Présentation
Les textes qui composent ce numéro ont été rédigés par des étudiants inscrits à mon séminaire de maîtrise portant sur le cinéma québécois, pendant la session hiver 1988 à l’Université de Montréal. Le but de la recherche effectuée était de mieux cerner diverses manifestations de l’expérimentation qui a eu cours dans le cinéma québécois, non pas au sein des œuvres indépendantes qui pourraient faire l’objet d’une autre recherche, mais dans ces films qualifiés d’art et d’essai qui ne répondent pas aux normes des films commerciaux. Mikel Dufrenne n’hésitait pas à voir dans cette production le signe d’une maturité intellectuelle, précisant que le cinéma québécois, malgré sa jeunesse et disposant de faibles moyens financiers, s’est voulu «artistique avant d’être commercial» («L’art de masse existe-t-il?», Revue d’esthétique, 3/4, 1978 (L’art de masse n’existe pas, Paris, 10/18, no 903), p. 17). L’orientation esthétique caractérise donc l’ensemble de ce numéro.
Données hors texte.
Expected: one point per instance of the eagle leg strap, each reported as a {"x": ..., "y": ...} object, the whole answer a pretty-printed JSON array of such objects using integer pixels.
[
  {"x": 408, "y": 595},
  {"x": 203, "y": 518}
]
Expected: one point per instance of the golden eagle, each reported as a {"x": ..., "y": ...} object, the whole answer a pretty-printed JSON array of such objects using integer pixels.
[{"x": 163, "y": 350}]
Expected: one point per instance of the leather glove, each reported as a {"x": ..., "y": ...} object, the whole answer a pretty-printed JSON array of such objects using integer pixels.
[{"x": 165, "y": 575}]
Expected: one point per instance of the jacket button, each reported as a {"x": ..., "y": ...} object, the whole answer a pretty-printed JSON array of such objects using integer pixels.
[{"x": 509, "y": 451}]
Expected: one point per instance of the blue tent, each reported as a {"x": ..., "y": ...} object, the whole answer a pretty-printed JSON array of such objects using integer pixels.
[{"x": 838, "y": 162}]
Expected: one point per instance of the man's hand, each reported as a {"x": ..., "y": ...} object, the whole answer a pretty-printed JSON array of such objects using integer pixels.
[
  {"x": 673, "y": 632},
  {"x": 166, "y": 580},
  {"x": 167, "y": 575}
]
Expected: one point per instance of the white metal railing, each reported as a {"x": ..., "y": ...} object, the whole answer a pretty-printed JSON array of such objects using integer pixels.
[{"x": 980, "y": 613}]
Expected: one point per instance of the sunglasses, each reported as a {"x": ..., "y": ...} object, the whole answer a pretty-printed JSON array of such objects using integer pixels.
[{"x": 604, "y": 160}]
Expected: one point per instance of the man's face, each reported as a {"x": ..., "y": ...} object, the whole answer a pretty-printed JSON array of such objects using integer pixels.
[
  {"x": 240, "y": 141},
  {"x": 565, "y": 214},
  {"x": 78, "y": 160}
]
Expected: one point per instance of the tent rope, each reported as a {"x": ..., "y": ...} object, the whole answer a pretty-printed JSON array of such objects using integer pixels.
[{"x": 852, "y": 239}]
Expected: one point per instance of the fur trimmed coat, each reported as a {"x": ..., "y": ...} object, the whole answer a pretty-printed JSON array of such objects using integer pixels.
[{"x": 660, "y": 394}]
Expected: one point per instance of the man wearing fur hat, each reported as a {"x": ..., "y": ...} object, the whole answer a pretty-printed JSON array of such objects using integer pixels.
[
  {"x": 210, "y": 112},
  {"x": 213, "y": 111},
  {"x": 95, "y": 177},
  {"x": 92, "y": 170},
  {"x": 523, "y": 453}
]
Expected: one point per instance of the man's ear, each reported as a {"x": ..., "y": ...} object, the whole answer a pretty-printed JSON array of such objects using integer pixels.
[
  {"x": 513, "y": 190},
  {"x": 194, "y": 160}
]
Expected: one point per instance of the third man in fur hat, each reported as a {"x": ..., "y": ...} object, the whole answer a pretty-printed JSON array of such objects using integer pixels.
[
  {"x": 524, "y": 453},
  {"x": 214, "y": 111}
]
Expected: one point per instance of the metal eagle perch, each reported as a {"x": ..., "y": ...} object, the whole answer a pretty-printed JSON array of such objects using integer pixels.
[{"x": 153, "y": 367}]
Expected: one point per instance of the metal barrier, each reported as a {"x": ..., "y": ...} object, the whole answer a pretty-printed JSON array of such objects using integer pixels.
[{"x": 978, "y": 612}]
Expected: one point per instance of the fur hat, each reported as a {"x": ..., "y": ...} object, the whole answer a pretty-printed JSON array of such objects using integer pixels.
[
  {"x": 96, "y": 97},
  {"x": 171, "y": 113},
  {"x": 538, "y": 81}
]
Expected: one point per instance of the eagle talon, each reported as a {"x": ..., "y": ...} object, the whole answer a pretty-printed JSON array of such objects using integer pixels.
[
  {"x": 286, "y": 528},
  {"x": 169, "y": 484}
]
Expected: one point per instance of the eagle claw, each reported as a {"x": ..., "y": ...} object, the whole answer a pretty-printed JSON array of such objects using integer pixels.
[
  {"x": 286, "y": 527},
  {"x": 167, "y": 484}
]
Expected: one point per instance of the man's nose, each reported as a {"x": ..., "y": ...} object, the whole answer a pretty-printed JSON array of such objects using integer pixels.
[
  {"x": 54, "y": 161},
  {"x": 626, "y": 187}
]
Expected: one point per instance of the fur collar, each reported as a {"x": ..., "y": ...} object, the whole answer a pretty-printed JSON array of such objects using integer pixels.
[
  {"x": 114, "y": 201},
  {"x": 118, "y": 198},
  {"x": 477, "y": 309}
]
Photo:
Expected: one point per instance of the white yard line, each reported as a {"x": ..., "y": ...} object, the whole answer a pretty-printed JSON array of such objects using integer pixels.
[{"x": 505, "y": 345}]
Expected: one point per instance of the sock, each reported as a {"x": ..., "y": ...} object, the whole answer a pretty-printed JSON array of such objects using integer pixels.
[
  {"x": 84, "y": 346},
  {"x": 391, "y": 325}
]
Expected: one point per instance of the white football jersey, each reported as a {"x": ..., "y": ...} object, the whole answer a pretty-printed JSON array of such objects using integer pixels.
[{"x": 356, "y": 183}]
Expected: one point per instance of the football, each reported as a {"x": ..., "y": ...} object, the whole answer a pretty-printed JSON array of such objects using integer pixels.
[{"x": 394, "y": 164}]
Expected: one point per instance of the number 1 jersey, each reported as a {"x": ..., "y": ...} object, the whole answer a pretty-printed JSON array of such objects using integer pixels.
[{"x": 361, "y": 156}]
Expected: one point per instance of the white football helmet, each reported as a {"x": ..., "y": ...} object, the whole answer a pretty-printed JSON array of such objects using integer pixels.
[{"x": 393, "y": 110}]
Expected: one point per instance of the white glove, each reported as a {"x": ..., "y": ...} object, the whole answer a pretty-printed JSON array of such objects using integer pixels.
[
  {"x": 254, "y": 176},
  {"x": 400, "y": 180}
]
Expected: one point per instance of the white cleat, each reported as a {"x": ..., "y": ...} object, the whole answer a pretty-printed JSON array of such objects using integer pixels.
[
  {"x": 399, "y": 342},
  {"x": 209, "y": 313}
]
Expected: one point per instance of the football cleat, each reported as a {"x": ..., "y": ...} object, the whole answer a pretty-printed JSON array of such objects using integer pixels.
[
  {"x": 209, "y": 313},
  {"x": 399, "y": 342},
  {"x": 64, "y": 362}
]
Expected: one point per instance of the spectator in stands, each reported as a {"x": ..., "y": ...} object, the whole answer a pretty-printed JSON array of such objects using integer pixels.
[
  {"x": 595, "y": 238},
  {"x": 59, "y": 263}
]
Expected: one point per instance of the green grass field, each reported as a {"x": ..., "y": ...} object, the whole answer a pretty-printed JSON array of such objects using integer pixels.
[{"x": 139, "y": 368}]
Chaque texte développe une problématique particulière révélée à partir d’analyses de films : certains ont déjà fait l’objet d’études et sont repris ici selon une orientation différente; d’autres n’avaient pas encore bénéficié d’une analyse attentive malgré leur importance reconnue (ex. : À TOUT PRENDRE); plusieurs enfin font partie de ce nombre important d’œuvres oubliées (ex. LES ALLÉES DE LA TERRE, UNE NUIT EN AMÉRIQUE). Il ne s’agit pas ici de rendre compte de tous les films qui offrent une forte dose d’expérimentation mais de présenter des avenues essentielles qui se sont développées dans le cinéma québécois. L’importance d’À TOUT PRENDRE méritait d’être soulignée et fait l’objet d’un article (James Brady). Il en est de même pour le cinéaste Jean Pierre Lefebvre (Michel Bessette). Nombreux sont les cinéastes qui ont effectué une recherche sur le langage sans qu’elle ne caractérise pour autant l’ensemble de leur production; Gilles Carle qui s’est orienté ces dernières années vers un cinéma commercial tient lieu ici d’exemple (Lucien Fortin). L’expérimentation peut aussi apparaître de façon spécifique dans certains passages seulement, comme l’illustre l’article traitant des interventions animées de Pierre Hébert (André Papineau). Elle peut s’élaborer non seulement à partir de l’image, mais aussi de la bande sonore, au moyen de l’utilisation de l’opéra par exemple (Louis Goyette). La présence d’autres arts comme le théâtre, créant contiguïté et interférence, peut raviver l’expérimentation comme ce fut le cas dans les films témoignant du passage du Grand cirque ordinaire au cinéma (Stéphanie O’Shea). Une recherche fondamentale apparaît au niveau de structures narratives complexes qui manifestent une volonté avouée de renouveler le langage (Johanne Larue). Mais un travail formel résulte aussi bien souvent d’un besoin d’assouplir le langage en fonction du sujet, comme le démontre l’étude de la conception de l’histoire chez Jacques Leduc (Alain-N. Moffat), de même que la réflexion sur les films autobiographiques (Sylvie Beaupré). Une conception de la réalité subversive par rapport à la perception conventionnelle entraîne aussi un renversement de nombreux codes établis comme chez Noël, Forcier, Harel (Line Bouteiller).
Ces analyses mettent en valeur, une fois de plus, toute la richesse qui caractérise le cinéma québécois. La tendance est certes aujourd’hui aux films exportables, qui répondent aux critères de l’internationalisme. Mais la singularité, la création originale qui fait évoluer le langage, qui s’ouvre à de nouvelles significations fait partie des biens les plus précieux d’une communauté culturelle.